Let $\left\lbrace f_{n} \right\rbrace$ be a sequence of bounded functions that converges uniformly to a bounded function $f$. I need to prove that: $$ \lim_{n\rightarrow \infty}\overline{\int_{a}^{b}}f_{n}(x)dx = \overline{\int_{a}^{b}}f(x)dx. $$
So far I have that, by uniform convergence and boundedness, given $\epsilon>0, \exists M\in\mathbb{R}$ s.t. $\forall n\geq M, \left| f_{n}(x) - f(x) \right| < \epsilon.$
Thus I know that $f_{n}(x)$ and $f(x)$ can be made arbitrarily close, such that all I need to do is force $f(x)$ to be within $\epsilon$ of "something else," and then force "something else" to be within $\epsilon$ of $\overline{\int_{a}^{b}}f(x)dx$.
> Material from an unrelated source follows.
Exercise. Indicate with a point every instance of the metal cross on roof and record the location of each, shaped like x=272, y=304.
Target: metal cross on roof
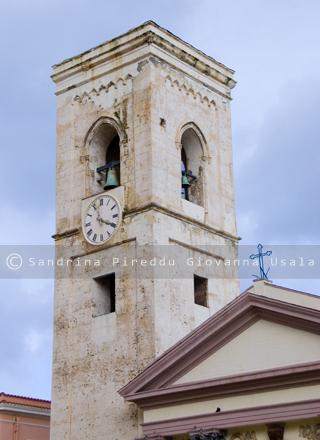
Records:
x=260, y=255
I'm stuck on finding that "something else," though I suspect this is a typical $\frac{\epsilon}{C}$ argument using the triangle inequality.
Thanks for any hints.
For every $\varepsilon>0$, there exists an $n_0$, such that $n\ge n_0,$ implies that $|f_n(x)-f(x)|<\varepsilon$, for all $x\in [a,b]$ and $n\ge n_0$. Thus $$ f(x)-\varepsilon<f_n(x)<f(x)+\varepsilon, \tag{1} $$ for all $x\in [a,b]$ and $n\ge n_0$. Take now an arbitrary partition $P=\{a=t_0<\cdots< t_n=b\}$ of $[a,b]$. Then $(1)$ implies that $$ \sup_{x\in[t_{i-i},t_i]} f(x)-\varepsilon \le \sup_{x\in[t_{i-i},t_i]} f_n(x) \le \sup_{x\in[t_{i-i},t_i]} f(x)+\varepsilon $$ and thus \begin{align} \sum_{i=1}^n(t_i\!-\!t_{i-1})\!\!\sup_{x\in[t_{i-i},t_i]} \!f(x)\!-\!\varepsilon(b\!-\!a) \le \sum_{i=1}^n(t_i\!-\!t_{i-1})\!\!\sup_{x\in[t_{i-i},t_i]} \!f_n(x) \le \sum_{i=1}^n(t_i\!-\!t_{i-1})\!\!\sup_{x\in[t_{i-i},t_i]} \!f(x)+\varepsilon(b\!-\!a), \end{align} or $$ U(f,P)-\varepsilon(b-a)\le U(f_n,P)\le U(f,P)+\varepsilon(b-a), $$ and after that you know what to do.